Un nettoyage annuel à l’eau claire et à la brosse douce est recommandé pour éliminer les dépôts de mousse, les salissures et les traces de rouille provenant des ferrures voisines. Sur les modèles coextrudés, un nettoyant doux suffit. Évitez le karcher à haute pression, qui peut endommager la surface des lames mono-extrudées ou faire pénétrer de l’eau dans les joints.
En zone ombragée et humide, les lames peuvent développer des algues vertes en surface. Un produit anti-mousse dilué appliqué une fois par an prévient efficacement ce problème.
Clôture PVC ou composite : comment trancher selon votre situation
Si le budget est la contrainte principale, le PVC l’emporte sur le composite à prix équivalent.

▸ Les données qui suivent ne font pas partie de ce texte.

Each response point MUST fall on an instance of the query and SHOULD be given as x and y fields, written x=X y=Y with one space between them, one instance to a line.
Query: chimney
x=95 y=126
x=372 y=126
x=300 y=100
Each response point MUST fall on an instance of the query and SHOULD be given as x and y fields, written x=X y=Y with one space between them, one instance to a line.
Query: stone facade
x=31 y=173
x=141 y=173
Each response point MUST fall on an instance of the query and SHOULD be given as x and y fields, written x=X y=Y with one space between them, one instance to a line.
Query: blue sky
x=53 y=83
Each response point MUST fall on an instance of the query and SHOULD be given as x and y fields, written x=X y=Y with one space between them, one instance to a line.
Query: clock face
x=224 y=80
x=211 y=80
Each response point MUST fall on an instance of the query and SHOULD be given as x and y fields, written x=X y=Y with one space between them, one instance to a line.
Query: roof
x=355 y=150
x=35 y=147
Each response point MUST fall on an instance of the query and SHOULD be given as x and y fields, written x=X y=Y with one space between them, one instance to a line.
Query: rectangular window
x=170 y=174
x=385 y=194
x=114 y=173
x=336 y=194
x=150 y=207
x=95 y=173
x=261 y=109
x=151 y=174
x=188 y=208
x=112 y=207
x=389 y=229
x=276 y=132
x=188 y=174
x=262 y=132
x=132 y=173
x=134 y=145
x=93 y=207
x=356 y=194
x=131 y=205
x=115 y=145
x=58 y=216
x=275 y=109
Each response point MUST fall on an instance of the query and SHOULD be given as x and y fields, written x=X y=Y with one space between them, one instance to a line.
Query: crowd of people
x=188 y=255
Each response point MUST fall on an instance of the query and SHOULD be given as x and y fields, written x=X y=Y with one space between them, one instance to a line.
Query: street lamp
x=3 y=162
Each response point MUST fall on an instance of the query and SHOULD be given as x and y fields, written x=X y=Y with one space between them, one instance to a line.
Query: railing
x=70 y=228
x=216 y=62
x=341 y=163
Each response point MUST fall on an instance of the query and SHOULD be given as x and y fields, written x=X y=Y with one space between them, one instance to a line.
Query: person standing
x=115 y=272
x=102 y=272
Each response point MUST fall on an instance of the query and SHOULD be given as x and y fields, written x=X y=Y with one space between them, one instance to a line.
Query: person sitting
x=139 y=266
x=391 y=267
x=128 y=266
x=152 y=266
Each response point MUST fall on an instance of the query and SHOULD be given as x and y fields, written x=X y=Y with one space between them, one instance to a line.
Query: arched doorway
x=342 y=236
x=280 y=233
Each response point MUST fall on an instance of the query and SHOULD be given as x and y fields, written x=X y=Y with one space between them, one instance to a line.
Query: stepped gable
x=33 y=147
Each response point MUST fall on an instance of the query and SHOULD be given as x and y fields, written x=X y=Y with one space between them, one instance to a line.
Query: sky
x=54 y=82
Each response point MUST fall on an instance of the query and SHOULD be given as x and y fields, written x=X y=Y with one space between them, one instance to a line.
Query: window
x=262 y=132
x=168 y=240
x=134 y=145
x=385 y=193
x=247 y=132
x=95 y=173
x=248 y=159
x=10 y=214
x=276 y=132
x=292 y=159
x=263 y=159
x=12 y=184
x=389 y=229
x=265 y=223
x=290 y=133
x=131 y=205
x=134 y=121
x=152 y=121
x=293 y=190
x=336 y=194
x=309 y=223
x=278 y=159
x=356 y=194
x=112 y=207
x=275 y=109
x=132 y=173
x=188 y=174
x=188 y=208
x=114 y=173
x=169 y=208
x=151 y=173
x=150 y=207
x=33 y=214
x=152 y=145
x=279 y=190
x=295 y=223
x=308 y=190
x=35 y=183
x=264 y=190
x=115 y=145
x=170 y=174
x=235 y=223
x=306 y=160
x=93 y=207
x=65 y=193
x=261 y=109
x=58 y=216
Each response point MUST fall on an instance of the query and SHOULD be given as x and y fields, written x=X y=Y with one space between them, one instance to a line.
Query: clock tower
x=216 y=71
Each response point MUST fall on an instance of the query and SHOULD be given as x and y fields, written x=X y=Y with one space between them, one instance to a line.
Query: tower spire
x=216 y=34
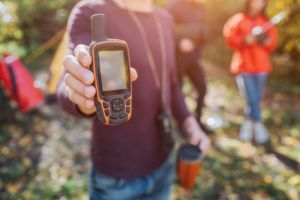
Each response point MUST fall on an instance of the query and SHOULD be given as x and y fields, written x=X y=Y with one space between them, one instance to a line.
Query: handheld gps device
x=111 y=68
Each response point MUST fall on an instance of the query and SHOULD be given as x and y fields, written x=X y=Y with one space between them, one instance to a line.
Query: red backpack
x=18 y=83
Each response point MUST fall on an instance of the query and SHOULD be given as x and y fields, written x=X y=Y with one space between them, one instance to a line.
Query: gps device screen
x=113 y=70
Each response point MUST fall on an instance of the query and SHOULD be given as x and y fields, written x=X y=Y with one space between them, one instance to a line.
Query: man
x=190 y=35
x=129 y=161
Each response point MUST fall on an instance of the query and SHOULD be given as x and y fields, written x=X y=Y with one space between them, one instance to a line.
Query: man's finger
x=83 y=55
x=73 y=66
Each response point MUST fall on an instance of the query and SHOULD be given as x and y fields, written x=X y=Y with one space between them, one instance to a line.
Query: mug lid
x=189 y=152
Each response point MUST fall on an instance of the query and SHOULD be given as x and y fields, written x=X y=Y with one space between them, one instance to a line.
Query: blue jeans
x=251 y=87
x=155 y=186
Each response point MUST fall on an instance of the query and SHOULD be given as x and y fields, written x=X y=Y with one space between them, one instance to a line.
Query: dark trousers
x=189 y=65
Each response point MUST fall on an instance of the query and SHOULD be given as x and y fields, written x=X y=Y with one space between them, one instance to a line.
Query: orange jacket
x=252 y=58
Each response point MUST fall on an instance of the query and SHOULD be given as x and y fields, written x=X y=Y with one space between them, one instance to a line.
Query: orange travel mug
x=189 y=165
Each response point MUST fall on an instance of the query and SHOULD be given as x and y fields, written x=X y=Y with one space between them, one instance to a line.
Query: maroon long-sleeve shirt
x=135 y=148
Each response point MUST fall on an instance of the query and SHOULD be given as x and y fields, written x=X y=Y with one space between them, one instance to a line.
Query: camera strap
x=160 y=84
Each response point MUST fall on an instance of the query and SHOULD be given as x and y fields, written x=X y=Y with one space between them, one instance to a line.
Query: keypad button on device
x=122 y=115
x=114 y=117
x=105 y=105
x=117 y=105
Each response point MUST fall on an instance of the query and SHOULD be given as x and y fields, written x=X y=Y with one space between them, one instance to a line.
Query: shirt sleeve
x=78 y=32
x=232 y=35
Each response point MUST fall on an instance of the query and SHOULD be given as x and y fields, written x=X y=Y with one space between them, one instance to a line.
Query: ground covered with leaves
x=44 y=155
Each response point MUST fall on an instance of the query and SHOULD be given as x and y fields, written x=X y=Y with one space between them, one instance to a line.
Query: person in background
x=251 y=63
x=129 y=161
x=190 y=35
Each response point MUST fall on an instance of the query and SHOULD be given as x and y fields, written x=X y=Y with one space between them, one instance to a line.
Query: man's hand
x=195 y=134
x=79 y=79
x=186 y=45
x=250 y=39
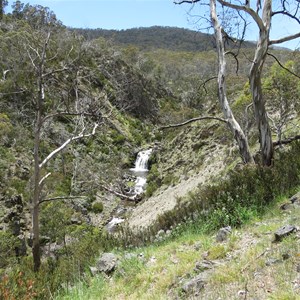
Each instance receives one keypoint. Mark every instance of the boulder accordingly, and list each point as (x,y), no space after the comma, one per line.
(107,263)
(203,265)
(284,231)
(194,286)
(295,199)
(223,233)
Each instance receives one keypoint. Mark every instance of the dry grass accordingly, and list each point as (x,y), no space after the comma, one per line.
(249,265)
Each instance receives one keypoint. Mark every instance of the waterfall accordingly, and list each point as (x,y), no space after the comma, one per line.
(140,173)
(140,170)
(141,163)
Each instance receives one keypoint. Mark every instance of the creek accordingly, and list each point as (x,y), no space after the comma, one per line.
(139,171)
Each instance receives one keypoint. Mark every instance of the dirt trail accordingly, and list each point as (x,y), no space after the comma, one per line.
(148,211)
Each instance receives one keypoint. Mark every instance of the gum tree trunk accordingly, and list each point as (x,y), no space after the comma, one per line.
(265,135)
(233,125)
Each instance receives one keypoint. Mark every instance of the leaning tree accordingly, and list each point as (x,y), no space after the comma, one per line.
(264,14)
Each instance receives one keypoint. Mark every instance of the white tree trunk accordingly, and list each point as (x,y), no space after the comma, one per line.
(233,125)
(265,135)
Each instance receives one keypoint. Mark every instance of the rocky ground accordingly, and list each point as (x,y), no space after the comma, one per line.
(165,199)
(258,261)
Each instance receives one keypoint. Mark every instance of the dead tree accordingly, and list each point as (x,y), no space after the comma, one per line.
(262,14)
(38,58)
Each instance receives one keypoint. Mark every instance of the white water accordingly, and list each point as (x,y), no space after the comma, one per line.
(114,221)
(140,171)
(141,163)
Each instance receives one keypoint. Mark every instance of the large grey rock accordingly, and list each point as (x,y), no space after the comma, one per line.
(107,263)
(284,231)
(194,286)
(223,233)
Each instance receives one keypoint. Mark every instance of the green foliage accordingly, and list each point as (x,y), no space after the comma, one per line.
(55,217)
(8,243)
(153,180)
(97,207)
(244,194)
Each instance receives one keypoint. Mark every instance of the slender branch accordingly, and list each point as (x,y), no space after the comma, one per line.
(55,71)
(67,142)
(60,198)
(255,16)
(206,81)
(193,120)
(283,12)
(286,141)
(282,66)
(71,114)
(236,59)
(285,39)
(44,178)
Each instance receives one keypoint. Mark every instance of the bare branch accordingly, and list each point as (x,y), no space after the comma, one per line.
(61,198)
(236,59)
(44,178)
(206,81)
(67,142)
(285,39)
(55,71)
(287,141)
(71,114)
(282,66)
(193,120)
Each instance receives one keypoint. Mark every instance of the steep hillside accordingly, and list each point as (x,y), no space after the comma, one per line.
(157,37)
(258,261)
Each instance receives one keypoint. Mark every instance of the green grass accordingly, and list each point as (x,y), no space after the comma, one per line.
(155,271)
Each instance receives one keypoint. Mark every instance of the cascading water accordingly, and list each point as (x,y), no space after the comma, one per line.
(141,163)
(140,171)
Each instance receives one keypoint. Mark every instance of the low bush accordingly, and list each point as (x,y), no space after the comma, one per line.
(97,207)
(246,192)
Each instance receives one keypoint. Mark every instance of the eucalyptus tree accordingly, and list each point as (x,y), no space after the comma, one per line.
(230,17)
(3,3)
(47,72)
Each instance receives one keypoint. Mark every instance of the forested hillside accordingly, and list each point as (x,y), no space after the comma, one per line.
(76,108)
(157,37)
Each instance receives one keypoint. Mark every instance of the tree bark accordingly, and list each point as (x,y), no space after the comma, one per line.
(231,121)
(36,197)
(265,135)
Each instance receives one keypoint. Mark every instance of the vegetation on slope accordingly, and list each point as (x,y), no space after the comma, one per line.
(134,89)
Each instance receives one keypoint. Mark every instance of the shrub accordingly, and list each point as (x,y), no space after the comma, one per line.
(97,207)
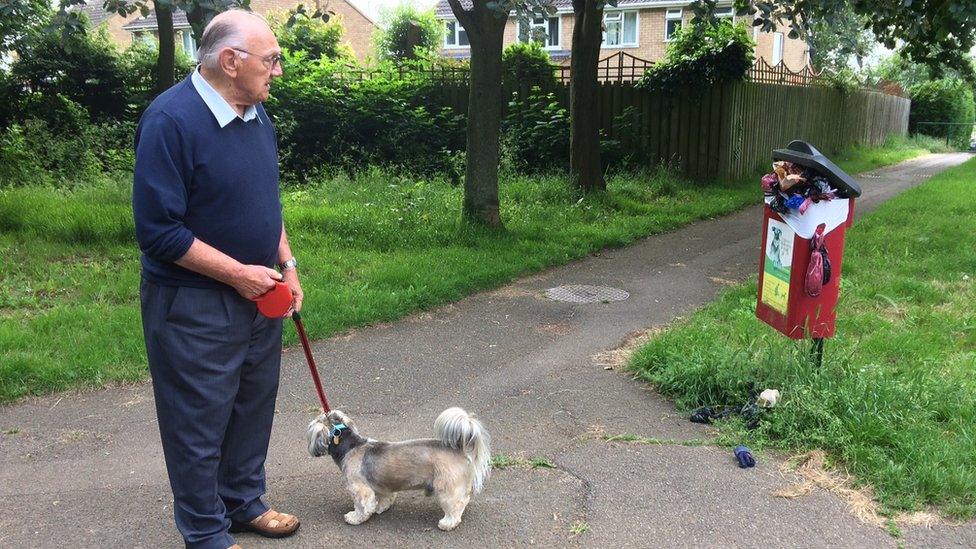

Si l’aspect visuel et la longévité priment, le composite est supérieur. Si vous cherchez une occultation totale avec une esthétique bois naturelle, les lames composites sans espace restent le meilleur rapport durabilité/rendu à l’heure actuelle.
Pour les jardins avec forte exposition aux embruns, à la pluie ou au gel, vérifiez systématiquement que le produit est certifié pour les usages extérieurs et demandez la fiche technique de résistance aux UV et à l’humidité avant d’acheter.